Зощенко мастерски усвоил язык полуграмотного "товарища", нахватавшегося интеллигентных слов из политграмоты. На искажении, путанице, смещении построены его эффекты. Это чисто словесные трюки, каламбуры и анекдоты. Комизм, вытекающий из характеров и ситуаций, ему чужд. Не запоминается ни один образ, ни одно внутренне-комическое положение. "Хамский" язык пародирует и "снижает" все ценности -- безразлично моральные или литературные.
Вот например излюбленный в русской литературе мотив смерти. Зощенко "пародирует".
Бабка Анисья кричит своему умирающему мужу: "Врешь! Не дам я тебе помереть. Ишь-ты, какой богатый сукин сын нашелся -- помирать решил! Да откуда у тебя, у подлеца, деньги, чтобы помереть?" и т. д.
А вот мотив любви.
Одинокий молодой чиновник (вроде Макара Девушкина) полюбил -- впервые, нежно и возвышенно. Он спрашивает свою возлюбленную: "Как это, говорю, Вы так сразу меня полюбили и обратили свое полное внимание на меня?" А она: "Так говорит и полюбила.
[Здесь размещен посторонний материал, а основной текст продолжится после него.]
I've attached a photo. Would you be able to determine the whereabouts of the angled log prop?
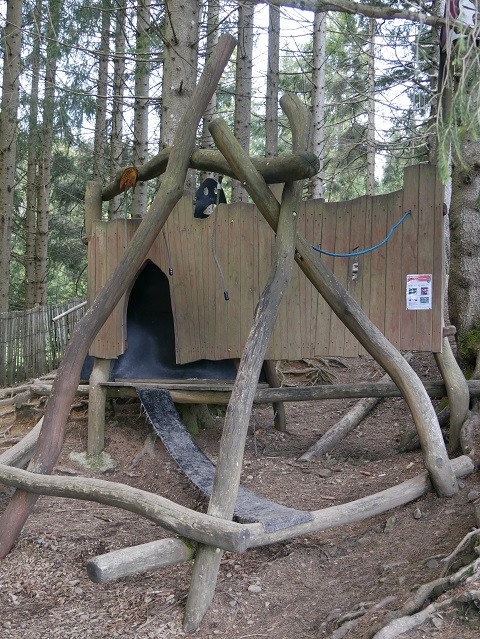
[0,35,236,558]
[102,147,319,201]
[183,95,310,632]
[210,120,458,497]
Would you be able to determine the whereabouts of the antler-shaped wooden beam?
[0,35,236,558]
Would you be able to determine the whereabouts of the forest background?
[0,0,480,370]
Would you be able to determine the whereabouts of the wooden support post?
[298,352,412,461]
[434,337,470,453]
[183,96,309,632]
[87,357,111,455]
[83,181,102,244]
[263,360,287,433]
[87,537,195,584]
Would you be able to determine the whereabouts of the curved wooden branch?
[0,35,236,558]
[434,337,470,453]
[0,465,248,553]
[210,112,458,497]
[183,96,310,632]
[0,455,475,553]
[253,0,458,30]
[102,147,320,201]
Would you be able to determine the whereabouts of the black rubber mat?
[136,388,312,532]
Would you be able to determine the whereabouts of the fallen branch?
[0,35,236,558]
[299,352,412,461]
[0,417,43,467]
Мужчина, вижу, без угрей, без прыщей, ровный мужчина".
Такому "пересмотру" подвергается все. что некогда претендовало на "благородство": чувство чести, любовь к семье уважение к человеку, отношение к женщине: под наговором мещанского частушечного "сказа", подленького смешка и крепкого ругательства -- все разлетается пылью. Это "юмористика", пропахшая тяжелым духом солдатской теплушки советской канцелярии и мещанской жилой "квартирной площади".